In fact, if we believe Early, he is responsible for at least one man’s death, another woman’s momentary glory, and yet another woman’s sudden launch to fame. The word “machinations” rolls off his tongue more than once. It’s not a common usage word, and each time he said it, my head called up deus ex machina, which, yep, has a reference to god in it. Bear in mind, holding a degree in English lit from a mediocre university has given me just enough literary interpretation skills to be dangerous. But I’d say that Noone seems to want us to see Early as the character seems to see himself: an atheist in relation to any “traditional” god, yes, but when it comes right down to it, a man who thinks himself godlike, one responsible not just for his own destiny.
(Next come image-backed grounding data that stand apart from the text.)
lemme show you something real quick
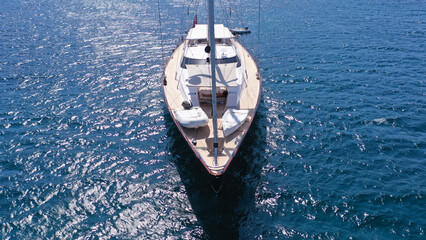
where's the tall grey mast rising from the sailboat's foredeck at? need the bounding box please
[208,0,219,165]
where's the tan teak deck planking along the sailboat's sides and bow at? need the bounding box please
[162,39,262,175]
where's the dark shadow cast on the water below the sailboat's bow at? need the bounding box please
[165,102,267,239]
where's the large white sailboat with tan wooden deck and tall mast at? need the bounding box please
[162,0,262,176]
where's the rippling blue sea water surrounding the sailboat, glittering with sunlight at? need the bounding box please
[0,0,426,239]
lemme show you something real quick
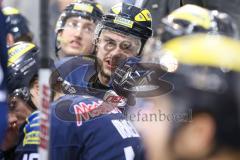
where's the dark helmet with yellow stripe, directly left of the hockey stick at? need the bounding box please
[7,42,39,93]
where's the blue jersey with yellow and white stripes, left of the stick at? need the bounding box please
[15,111,40,160]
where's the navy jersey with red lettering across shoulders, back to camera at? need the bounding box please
[50,95,144,160]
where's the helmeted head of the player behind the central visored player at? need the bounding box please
[55,1,103,58]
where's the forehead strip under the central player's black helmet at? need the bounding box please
[100,29,141,43]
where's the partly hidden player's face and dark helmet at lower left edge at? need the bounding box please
[0,88,36,160]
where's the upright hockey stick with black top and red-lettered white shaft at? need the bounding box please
[39,0,51,160]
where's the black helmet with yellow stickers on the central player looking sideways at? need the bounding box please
[95,3,152,52]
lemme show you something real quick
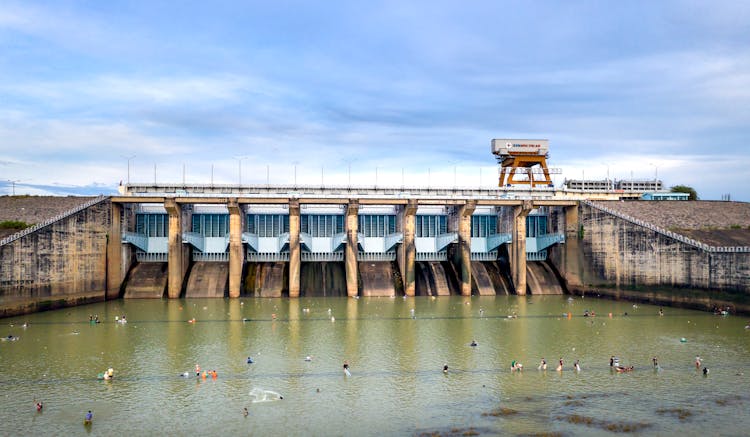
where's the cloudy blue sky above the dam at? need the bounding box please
[0,0,750,201]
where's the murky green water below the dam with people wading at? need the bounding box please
[0,296,750,436]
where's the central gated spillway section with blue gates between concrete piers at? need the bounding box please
[108,184,640,298]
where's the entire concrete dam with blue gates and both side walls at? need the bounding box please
[0,185,750,316]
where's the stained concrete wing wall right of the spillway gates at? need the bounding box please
[549,202,750,312]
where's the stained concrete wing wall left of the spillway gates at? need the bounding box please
[0,198,113,316]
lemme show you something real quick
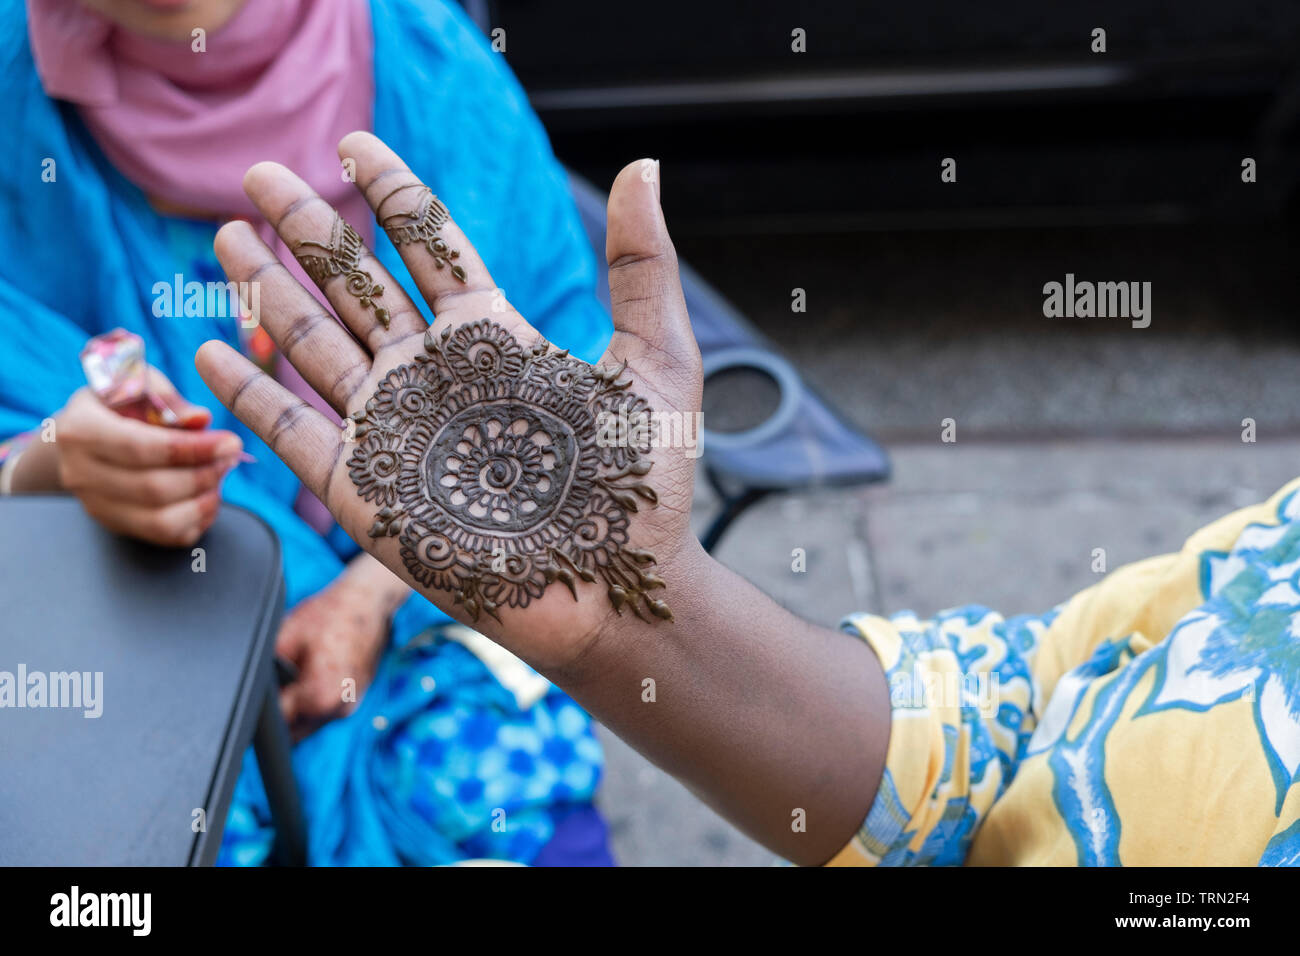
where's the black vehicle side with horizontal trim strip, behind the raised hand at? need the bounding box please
[468,0,1300,234]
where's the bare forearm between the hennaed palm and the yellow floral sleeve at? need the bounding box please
[550,541,889,864]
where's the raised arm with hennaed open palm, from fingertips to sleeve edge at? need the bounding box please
[196,133,889,862]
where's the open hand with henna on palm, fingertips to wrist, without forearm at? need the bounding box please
[196,133,701,670]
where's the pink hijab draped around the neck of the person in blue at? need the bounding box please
[27,0,374,238]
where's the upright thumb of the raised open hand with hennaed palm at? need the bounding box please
[605,159,696,362]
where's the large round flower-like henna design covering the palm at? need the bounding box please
[347,319,672,620]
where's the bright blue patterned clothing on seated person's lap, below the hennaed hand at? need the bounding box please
[217,632,601,866]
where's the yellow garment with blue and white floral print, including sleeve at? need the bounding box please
[832,480,1300,866]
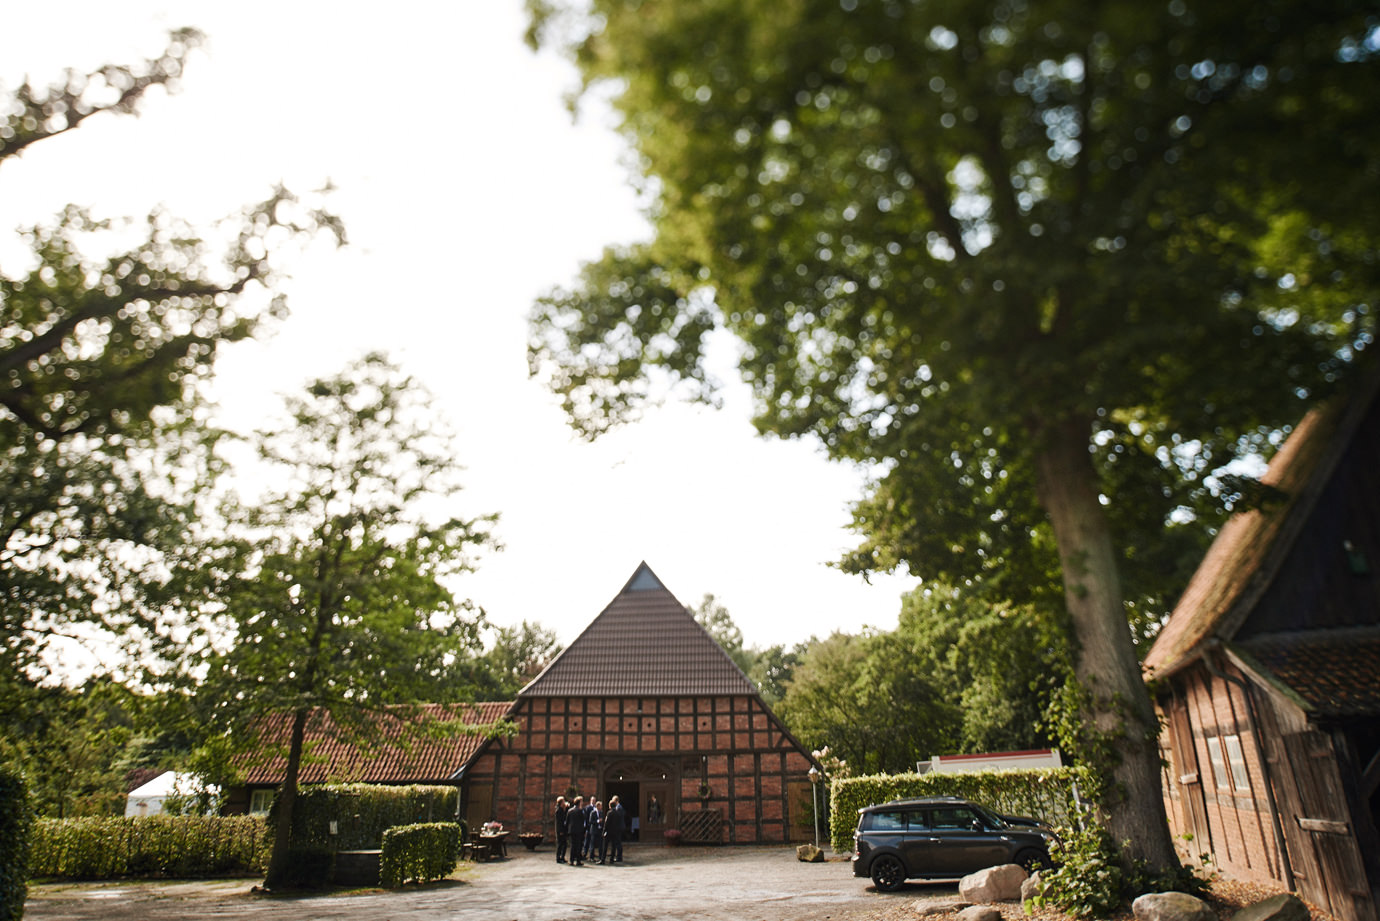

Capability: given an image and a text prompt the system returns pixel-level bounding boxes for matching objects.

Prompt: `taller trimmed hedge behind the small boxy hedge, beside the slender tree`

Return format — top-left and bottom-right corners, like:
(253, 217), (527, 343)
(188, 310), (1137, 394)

(281, 783), (460, 851)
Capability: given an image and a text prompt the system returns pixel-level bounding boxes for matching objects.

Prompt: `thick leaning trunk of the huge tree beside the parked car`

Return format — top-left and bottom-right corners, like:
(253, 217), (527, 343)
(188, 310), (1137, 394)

(1036, 421), (1179, 869)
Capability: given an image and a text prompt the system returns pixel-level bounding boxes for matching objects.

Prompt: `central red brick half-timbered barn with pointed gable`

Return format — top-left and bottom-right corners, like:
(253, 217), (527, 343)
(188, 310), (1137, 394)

(462, 563), (813, 844)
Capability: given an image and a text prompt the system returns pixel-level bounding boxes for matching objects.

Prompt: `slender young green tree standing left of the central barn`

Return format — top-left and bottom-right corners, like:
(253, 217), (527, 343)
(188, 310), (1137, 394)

(183, 355), (493, 886)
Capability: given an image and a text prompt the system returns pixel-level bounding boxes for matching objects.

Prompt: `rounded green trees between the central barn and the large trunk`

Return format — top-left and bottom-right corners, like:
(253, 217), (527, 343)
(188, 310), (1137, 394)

(778, 584), (1068, 773)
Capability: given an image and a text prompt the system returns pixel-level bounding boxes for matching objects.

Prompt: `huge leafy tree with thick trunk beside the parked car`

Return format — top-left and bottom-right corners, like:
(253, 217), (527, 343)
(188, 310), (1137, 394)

(530, 0), (1380, 867)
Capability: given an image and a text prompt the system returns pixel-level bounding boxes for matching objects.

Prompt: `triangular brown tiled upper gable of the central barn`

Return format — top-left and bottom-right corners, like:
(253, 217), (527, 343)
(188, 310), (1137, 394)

(519, 563), (758, 697)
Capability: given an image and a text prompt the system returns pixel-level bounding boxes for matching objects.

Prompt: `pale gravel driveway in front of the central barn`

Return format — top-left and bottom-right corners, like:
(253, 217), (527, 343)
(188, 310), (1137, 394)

(And now, it’s wacky tangent time. Let’s get a little meta here and say that in Hood’s performance, there are definitely echoes of Ken Webster. I mean that as the highest form of praise, not a suggestion of a derivative performance. Webster, who just floored me in his one-man performance of Thom Pain (Based on Nothing), knows exactly how to deliver a perfectly nuanced one-guy-on-the-stage-the-entire-time show. That Hood rises to the occasion of The Atheist and, in my opinion, rises above some serious Noone-related limitations, is a testament to his own hard work, but also a tribute to Webster’s direction. Should we look into God symbolism here, too? Well, just if we want to have some added fun.)
As for the plot of The Atheist—Noone really wants us to super-duper suspend our disbelief. I’m not incapable of this and still there were times when I thought, “Oh, come on Noone, that’s playwriting 101—there’s no fucking way any of that could unfold like that, it’s way too contrived…”
And yet. Whatever criticism-of-plot came to me as I watched the show, I did notice my brain latch on to parts of the story—a journalist using his medium to get what he thinks he wants—and it made me think. Journalism has shifted so much with the advent of the Internet, and what we can and cannot write and publish as journalists has shifted, too. For example, I can tell you at the top of this review that I have a personal love of HPT, which in another place and time might mean recusing myself from reviewing shows there. But now, I can do what I want. And I can even not reveal my relationship to the theater if I so choose. That was hardly the only example from real life that came to mind as I thought about Noone’s message.
Though Augustine Early works in the print world, his adventures there mirror much of what is going on with journalism today. Sure no one is now or ever has been fully objective— hello and welcome to the human race. But for whatever flaws I saw in Noone’s plot, I can’t deny that he offers a quick lesson on how careers and aspirations can be built and torn down, nearly instantaneously, by the cruel god that is mass communication courtesy of technology— anyone can make a movie and distribute it, for example— combined with rampant narcissism and the growing delight so many people take in other people’s dirty laundry. We’re starving for filth—Noone knows it, Early knows it, and Hood brings it home, inhabiting a host of characters as the tale unfolds.
Food for thought? Check. Fantastic acting? Check. Excellent Directing? Check. The Atheist won’t convert anyone to the Church of Journalism, but it certainly does provoke.